A trajetória das empresas de economia mista não tem sido das melhores no Brasil. Ao longo do tempo se verifica em quase todos os governos, com intensidades diferentes, o uso dessas empresas para as chamadas práticas populistas. Ora para combater a inflação, ora para ajudar os amigos do governo de plantão, políticos e empresários. No final essas empresas, que possuem como sócios toda a sociedade, representada pela União, e são criadas para gerar dividendos que deveriam ser utilizados em benefícios de todos, acabam por atender a objetivos específicos do governo de plantão. A maneira mais usual de intervir nas empresas de economia mista tem sido por meio dos preços.

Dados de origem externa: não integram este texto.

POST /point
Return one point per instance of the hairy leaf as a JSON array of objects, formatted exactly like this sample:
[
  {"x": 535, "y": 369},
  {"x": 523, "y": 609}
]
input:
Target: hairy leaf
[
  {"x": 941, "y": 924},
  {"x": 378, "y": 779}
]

o setor de energia, não faltam exemplos. Entre 2011 e 2014, a intervenção do governo Dilma na política de preços da Petrobrás causou um rombo no caixa de algo como US$ 40 bilhões e uma multa de US$ 3 bilhões dada pela Suprema Corte Americana. Mais uma dívida de US$ 100 bilhões e o escândalo do Petrolão.

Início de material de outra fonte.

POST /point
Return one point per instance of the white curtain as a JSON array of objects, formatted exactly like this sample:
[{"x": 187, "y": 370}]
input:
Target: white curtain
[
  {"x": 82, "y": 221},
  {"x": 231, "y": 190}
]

A Eletrobrás até hoje sofre efeitos da Lei 12.783/2013, oriunda da conhecida MP 579/2012, que causou enormes prejuízos a seus acionistas. Na ocasião, a lei obrigou as empresas de geração e transmissão, em particular a Eletrobrás, a anteciparem a renovação de suas concessões condicionadas à redução de 20% nas tarifas de eletricidade. Também penalizou os consumidores. Ao reduzir as tarifas de forma artificial, deu um sinal econômico de abundância de recursos hídricos e isso levou a baixos níveis dos reservatórios das hidrelétricas, que não se recuperaram até hoje, o que vem exigindo um despacho de térmicas fora da ordem econômica. Isso quase quebrou a Eletrobrás, causando um rombo de R$ 100 bilhões pagos até hoje pelos consumidores e o tarifaço de 2015.

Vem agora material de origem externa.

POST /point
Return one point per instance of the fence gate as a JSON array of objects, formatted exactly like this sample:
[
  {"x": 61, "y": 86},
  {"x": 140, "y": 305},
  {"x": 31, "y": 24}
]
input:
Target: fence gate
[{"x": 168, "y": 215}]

O temor do mercado é pela volta da velha prática de tratar as empresas de economia mista como se fossem totalmente estatais e as políticas criativas dos preços da energia. Isso pode ser turbinado pela antecipação do calendário eleitoral, com a elegibilidade do ex-presidente Lula. O primeiro sinal da volta das velhas práticas foi o processo de indicação dos novos presidentes da Petrobrás e da Eletrobrás, passando por cima da governança e dos Conselhos de Administração das empresas. No quesito preço dos combustíveis, o presidente da Petrobrás foi demitido porque o presidente Bolsonaro achou inadmissível os aumentos da gasolina, do diesel e do botijão de gás feitos nos primeiros meses de 2021. Parece que o governo não gosta que a Petrobrás dê lucro. Para evitar aumento de dois dígitos nas tarifas, a Aneel já anunciou uma série de medidas para a redução das tarifas que somam R$ 18,8 bilhões, permitindo que os reajustes de 2021 caiam de 18,2% para 8,5%. O gás natural vai ter um aumento dado pela Petrobrás de 39% a partir do início de maio. Vamos aguardar o que será feito de criatividade para evitar novos aumentos do gás natural. O novo presidente da Petrobrás no discurso de posse falou que vai tomar medidas para reduzir a volatilidade dos preços dos combustíveis, dar previsibilidade e conciliar os interesses dos acionistas com o dos consumidores. Será que ele possui o cálice do Santo Graal.
Tudo isso nos leva a dois comentários. O primeiro é que a tentação da intervenção, o pouco apreço ao lucro e a dificuldade de separar os interesses do governo acionista do governo preocupado com a sociedade mostram a impossibilidade da existência de empresas de economia mista no Brasil. O segundo é que entra governo, sai governo e ficamos armando e desarmando bombas-relógio.